Prerequisites: MCDB 1A, EEMB 2 and MCDB 1B; and MCDB 101A or EEMB 129; and PSTAT 5A or PSTAT 5LS or MATH 4A.
Biological Dynamics
MCDB 172
An introduction to mathematical models and computer simulations used to describe and understand time varying biological systems. Learning objectives: Survey mathematical methods for describing the dependence on time of biological phenomena. Illustrate how to construct mathematical models to gain insights into complex biological systems. Develop working knowledge of a python code base that enables future evaluation of common classes of models applied to the study of biological dynamics.
Prerequisites: MCDB 1A, EEMB 2 and MCDB 1B; and MCDB 101A or EEMB 129; and either MATH 4A or MCDB 108C.
Biochemistry - Computational & Systems Biology
MCDB 108C
Models of Biochemical and Cellular Systems. Introductory systems-biology approach to model the design and the function of biological systems. Students will develop an intuition about physical concepts that are fundamental to discuss how biological organisms acquire and process information from the environment. Those concepts and tools will cover probabilities and basic dynamical systems theory.

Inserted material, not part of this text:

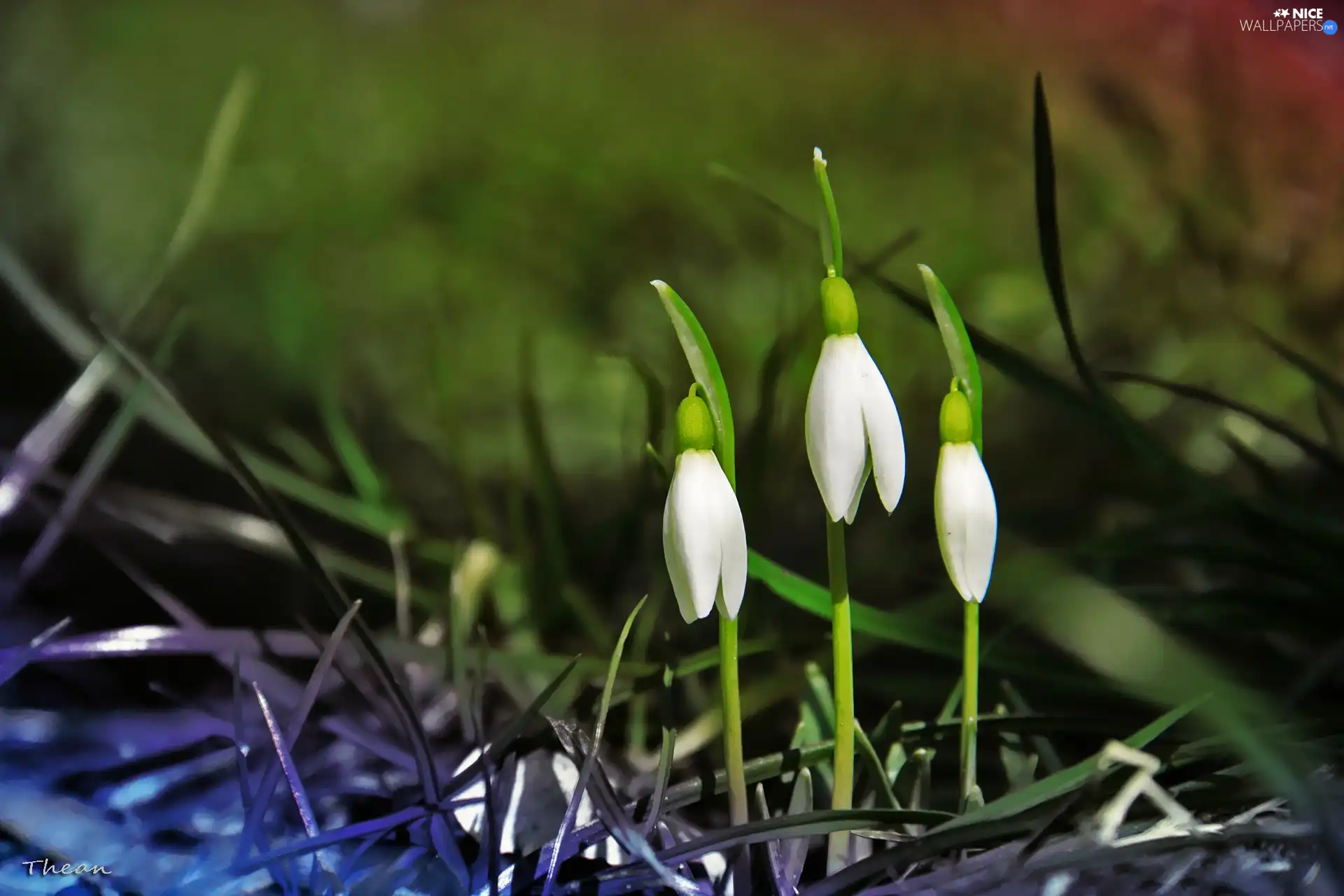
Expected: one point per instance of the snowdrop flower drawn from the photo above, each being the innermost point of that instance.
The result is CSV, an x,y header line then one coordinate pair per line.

Students will build models of processes of increasing complexity, ranging from viral dynamics, bacterial resistance to drugs, the maintenance of homeostatic equilibrium (trp operon), biological oscillators (mitotic clock) and genetic switches underlying cellular decisions (bacteriophage lambda and lac operon).
Prerequisite: MCDB 108A-B; Physics 6A-B-C; Math 34A-B or Math 3A-B or Math 2A-B.
Communication
Statistical Analysis for Communication
COMM 87
An introduction to basic statistical concepts and applications in communication research. Through lecture and computer labs, students are exposed to the principles and procedures involved in quantitative data analysis.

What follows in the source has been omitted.